I am not in the most up mood today, in fact, I feel sad! I cannot focus on the what ifs. I have to be thankful for a new day, a house to live in, people who love me and that we have enough money that I do not have a paying job, but I am able to stay home and be a wife and mom. The whole thing with Marissa is bothering me and last night, I was talking to a friend and was telling her about Rory and she said that he could end up in a home, if he doesn't do something about his health. That is the truth, but then, I look at how are we going to afford that. I can't look to the future, I can only look to today, because that is all I have and I have to remember that. I was, also, shredding papers yesterday having to do with my dad and that brought back alot of not so great memories. I need to enjoy today. We are going to get out and walk and Mari has school. I am thankful for both.
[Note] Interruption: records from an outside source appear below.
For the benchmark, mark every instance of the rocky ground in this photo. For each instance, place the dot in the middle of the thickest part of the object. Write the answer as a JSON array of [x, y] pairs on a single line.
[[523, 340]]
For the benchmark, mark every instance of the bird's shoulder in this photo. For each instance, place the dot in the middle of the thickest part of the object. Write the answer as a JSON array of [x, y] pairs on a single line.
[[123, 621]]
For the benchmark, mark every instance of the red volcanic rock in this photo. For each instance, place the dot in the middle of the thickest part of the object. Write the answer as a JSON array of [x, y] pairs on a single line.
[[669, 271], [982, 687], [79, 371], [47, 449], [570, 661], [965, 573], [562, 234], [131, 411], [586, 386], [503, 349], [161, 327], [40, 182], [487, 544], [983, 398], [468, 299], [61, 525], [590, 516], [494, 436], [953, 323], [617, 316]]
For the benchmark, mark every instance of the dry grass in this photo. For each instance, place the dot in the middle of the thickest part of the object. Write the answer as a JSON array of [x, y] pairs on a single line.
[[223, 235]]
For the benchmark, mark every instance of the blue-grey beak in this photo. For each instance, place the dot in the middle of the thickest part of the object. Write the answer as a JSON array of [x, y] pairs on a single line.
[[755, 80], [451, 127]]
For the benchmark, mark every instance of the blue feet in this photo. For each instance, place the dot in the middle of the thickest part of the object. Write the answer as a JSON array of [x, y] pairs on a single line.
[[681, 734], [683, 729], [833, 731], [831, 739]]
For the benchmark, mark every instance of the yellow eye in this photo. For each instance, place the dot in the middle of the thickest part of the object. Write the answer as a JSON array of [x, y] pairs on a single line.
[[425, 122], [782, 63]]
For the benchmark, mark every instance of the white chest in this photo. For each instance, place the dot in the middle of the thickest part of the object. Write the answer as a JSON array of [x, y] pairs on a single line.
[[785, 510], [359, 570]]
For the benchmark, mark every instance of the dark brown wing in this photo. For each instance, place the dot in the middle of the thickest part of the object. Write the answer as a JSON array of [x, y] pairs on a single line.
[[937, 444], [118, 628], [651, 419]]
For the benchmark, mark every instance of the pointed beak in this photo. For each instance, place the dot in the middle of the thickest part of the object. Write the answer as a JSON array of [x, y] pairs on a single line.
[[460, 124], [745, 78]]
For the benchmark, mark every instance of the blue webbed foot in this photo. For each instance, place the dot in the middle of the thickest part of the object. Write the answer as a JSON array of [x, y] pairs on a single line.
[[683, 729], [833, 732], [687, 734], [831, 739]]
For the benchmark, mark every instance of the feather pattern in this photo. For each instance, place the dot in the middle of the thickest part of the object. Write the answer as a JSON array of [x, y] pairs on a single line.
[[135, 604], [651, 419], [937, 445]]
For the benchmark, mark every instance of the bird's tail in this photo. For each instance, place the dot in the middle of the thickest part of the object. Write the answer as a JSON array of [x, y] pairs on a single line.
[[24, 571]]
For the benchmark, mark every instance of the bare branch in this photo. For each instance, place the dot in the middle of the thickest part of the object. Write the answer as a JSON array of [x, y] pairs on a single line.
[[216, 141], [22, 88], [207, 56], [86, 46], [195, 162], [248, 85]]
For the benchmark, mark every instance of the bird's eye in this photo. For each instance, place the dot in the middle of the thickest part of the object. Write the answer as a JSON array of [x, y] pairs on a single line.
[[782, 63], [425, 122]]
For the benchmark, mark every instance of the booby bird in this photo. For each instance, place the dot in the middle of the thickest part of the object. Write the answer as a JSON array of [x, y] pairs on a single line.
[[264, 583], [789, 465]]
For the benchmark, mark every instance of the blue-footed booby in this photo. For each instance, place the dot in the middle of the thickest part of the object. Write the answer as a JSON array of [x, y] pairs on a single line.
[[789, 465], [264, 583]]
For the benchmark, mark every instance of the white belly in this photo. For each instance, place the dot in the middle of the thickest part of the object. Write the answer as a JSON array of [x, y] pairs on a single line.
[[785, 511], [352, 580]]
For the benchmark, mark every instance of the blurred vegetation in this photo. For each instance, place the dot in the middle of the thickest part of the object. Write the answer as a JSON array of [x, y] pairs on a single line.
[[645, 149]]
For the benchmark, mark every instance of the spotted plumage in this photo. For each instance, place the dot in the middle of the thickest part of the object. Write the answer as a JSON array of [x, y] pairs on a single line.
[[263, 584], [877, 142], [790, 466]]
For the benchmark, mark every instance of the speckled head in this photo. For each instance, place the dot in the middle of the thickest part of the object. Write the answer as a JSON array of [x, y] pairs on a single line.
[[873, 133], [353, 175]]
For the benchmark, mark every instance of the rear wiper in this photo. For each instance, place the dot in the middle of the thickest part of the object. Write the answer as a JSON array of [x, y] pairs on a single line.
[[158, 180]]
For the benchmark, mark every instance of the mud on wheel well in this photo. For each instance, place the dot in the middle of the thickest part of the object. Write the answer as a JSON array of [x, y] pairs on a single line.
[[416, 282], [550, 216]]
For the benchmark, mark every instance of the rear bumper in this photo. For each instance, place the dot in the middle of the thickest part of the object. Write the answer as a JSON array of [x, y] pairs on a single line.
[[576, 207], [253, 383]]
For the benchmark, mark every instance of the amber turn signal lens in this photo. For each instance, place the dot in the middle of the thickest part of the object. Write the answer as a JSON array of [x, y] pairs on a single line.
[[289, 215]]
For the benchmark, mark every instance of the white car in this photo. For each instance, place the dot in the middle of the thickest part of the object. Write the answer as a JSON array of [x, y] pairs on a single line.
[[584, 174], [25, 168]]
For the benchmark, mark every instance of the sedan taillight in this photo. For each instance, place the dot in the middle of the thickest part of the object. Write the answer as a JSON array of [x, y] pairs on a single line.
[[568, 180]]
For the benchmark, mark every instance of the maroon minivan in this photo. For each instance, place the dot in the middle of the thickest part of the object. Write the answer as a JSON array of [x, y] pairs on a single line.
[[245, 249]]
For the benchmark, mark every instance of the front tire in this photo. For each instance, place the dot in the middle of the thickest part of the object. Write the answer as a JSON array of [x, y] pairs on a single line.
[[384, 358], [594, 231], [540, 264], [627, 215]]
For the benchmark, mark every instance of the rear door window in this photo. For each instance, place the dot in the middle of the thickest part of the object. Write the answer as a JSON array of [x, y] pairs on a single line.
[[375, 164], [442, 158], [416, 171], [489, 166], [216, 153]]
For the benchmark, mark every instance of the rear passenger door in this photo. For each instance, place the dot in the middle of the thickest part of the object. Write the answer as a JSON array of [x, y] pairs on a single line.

Mari and I went on our walk and on the second lap around, Mari started swinging her water bottle around and said "ouch"! She got stung by a bee and luckily no bad reaction. We decided to come home and put some stuff on it. Interesting start to a morning. I feel like taking a nap, so that is what I am going to do and I actually got some rest today. Got some morning stuff done. Got lunch, then took Mari to school and then ran some errands. It was nice to be out by myself for awhile. Came home and Marissa was non-stop talking and I just wanted some alone time. Need to make smoothie and then go back and get Mari. I was getting frustrated because I could not accomplish what I wanted to do, but part of the problem was my own time management After I got back from picking up Mari, I got everything done. Made dinner and watched TV. I am making bread for tomorrow morning. Mari and I are going to watch both NCIS's tonight and after that I am going to bed.